Breaking Data Symmetry is Needed For Generalization in Feature Learning Kernels

arXiv stat.ML / 4/2/2026

📰 NewsSignals & Early TrendsIdeas & Deep AnalysisModels & Research

Key Points

  • The paper investigates “grokking,” where models reach high training accuracy but only much later generalize to unseen test points, focusing on algebraic tasks beyond the original modular arithmetic setting.
  • Using the Recursive Feature Machine (RFM) and Average Gradient Outer Product (AGOP), the authors analyze feature learning kernels and show that generalization occurs only when a specific symmetry in the training set is broken.
  • They provide empirical evidence that RFM generalizes by recovering the invariance group action present in the data, connecting learned representations to underlying data symmetries.
  • The study concludes that learned feature matrices encode elements tied to the invariance group, offering an explanation for why generalization depends on the presence/absence of symmetry.

Abstract

Grokking occurs when a model achieves high training accuracy but generalization to unseen test points happens long after that. This phenomenon was initially observed on a class of algebraic problems, such as learning modular arithmetic (Power et al., 2022).

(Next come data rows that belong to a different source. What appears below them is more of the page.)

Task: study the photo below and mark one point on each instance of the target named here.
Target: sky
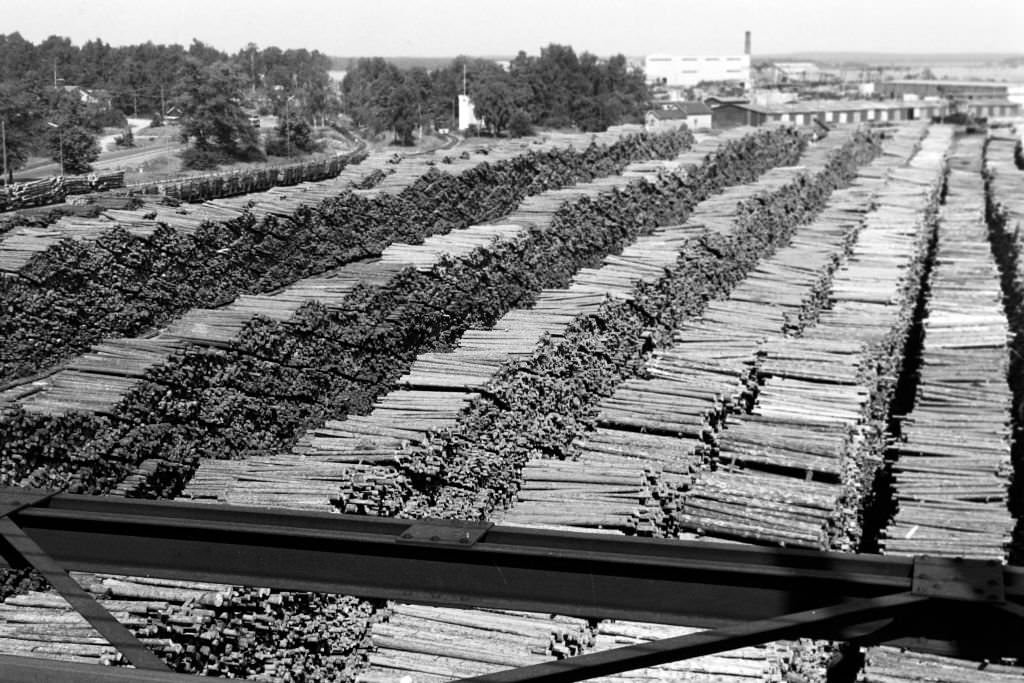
(492, 28)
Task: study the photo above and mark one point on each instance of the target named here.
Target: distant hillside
(1009, 58)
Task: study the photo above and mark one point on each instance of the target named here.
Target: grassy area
(156, 154)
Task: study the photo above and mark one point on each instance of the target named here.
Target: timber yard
(556, 368)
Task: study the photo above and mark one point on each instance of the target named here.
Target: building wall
(694, 121)
(939, 89)
(730, 116)
(652, 124)
(688, 71)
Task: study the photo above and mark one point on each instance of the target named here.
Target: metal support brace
(655, 652)
(13, 541)
(748, 594)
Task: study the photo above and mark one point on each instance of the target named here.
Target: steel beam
(616, 660)
(461, 564)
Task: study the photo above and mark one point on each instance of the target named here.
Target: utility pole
(3, 141)
(60, 142)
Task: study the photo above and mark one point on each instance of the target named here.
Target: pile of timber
(45, 626)
(951, 468)
(18, 246)
(99, 388)
(229, 183)
(1006, 190)
(890, 665)
(807, 435)
(199, 628)
(53, 189)
(672, 420)
(440, 385)
(433, 644)
(769, 663)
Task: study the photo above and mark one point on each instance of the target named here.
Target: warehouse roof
(925, 81)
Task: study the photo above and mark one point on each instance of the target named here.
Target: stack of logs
(951, 468)
(198, 628)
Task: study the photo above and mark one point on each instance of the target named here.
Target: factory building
(922, 88)
(829, 112)
(687, 71)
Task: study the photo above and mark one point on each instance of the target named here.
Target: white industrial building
(686, 72)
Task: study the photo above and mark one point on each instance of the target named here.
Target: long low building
(844, 111)
(936, 88)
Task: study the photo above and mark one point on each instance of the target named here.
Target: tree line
(41, 101)
(557, 88)
(45, 112)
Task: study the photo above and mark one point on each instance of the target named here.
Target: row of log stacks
(889, 665)
(540, 212)
(53, 189)
(950, 463)
(605, 495)
(375, 440)
(79, 293)
(96, 381)
(800, 457)
(379, 437)
(705, 376)
(1006, 218)
(775, 481)
(950, 469)
(196, 627)
(20, 245)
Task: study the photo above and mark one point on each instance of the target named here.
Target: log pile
(472, 364)
(768, 664)
(821, 394)
(19, 246)
(126, 286)
(92, 386)
(951, 467)
(705, 377)
(51, 190)
(197, 628)
(404, 418)
(433, 644)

We study grokking on algebraic tasks in a class of feature learning kernels via the Recursive Feature Machine (RFM) algorithm (Radhakrishnan et al., 2024), which iteratively updates feature matrices through the Average Gradient Outer Product (AGOP) of an estimator in order to learn task-relevant features. Our main experimental finding is that generalization occurs only when a certain symmetry in the training set is broken. Furthermore, we empirically show that RFM generalizes by recovering the underlying invariance group action inherent in the data. We find that the learned feature matrices encode specific elements of the invariance group, explaining the dependence of generalization on symmetry.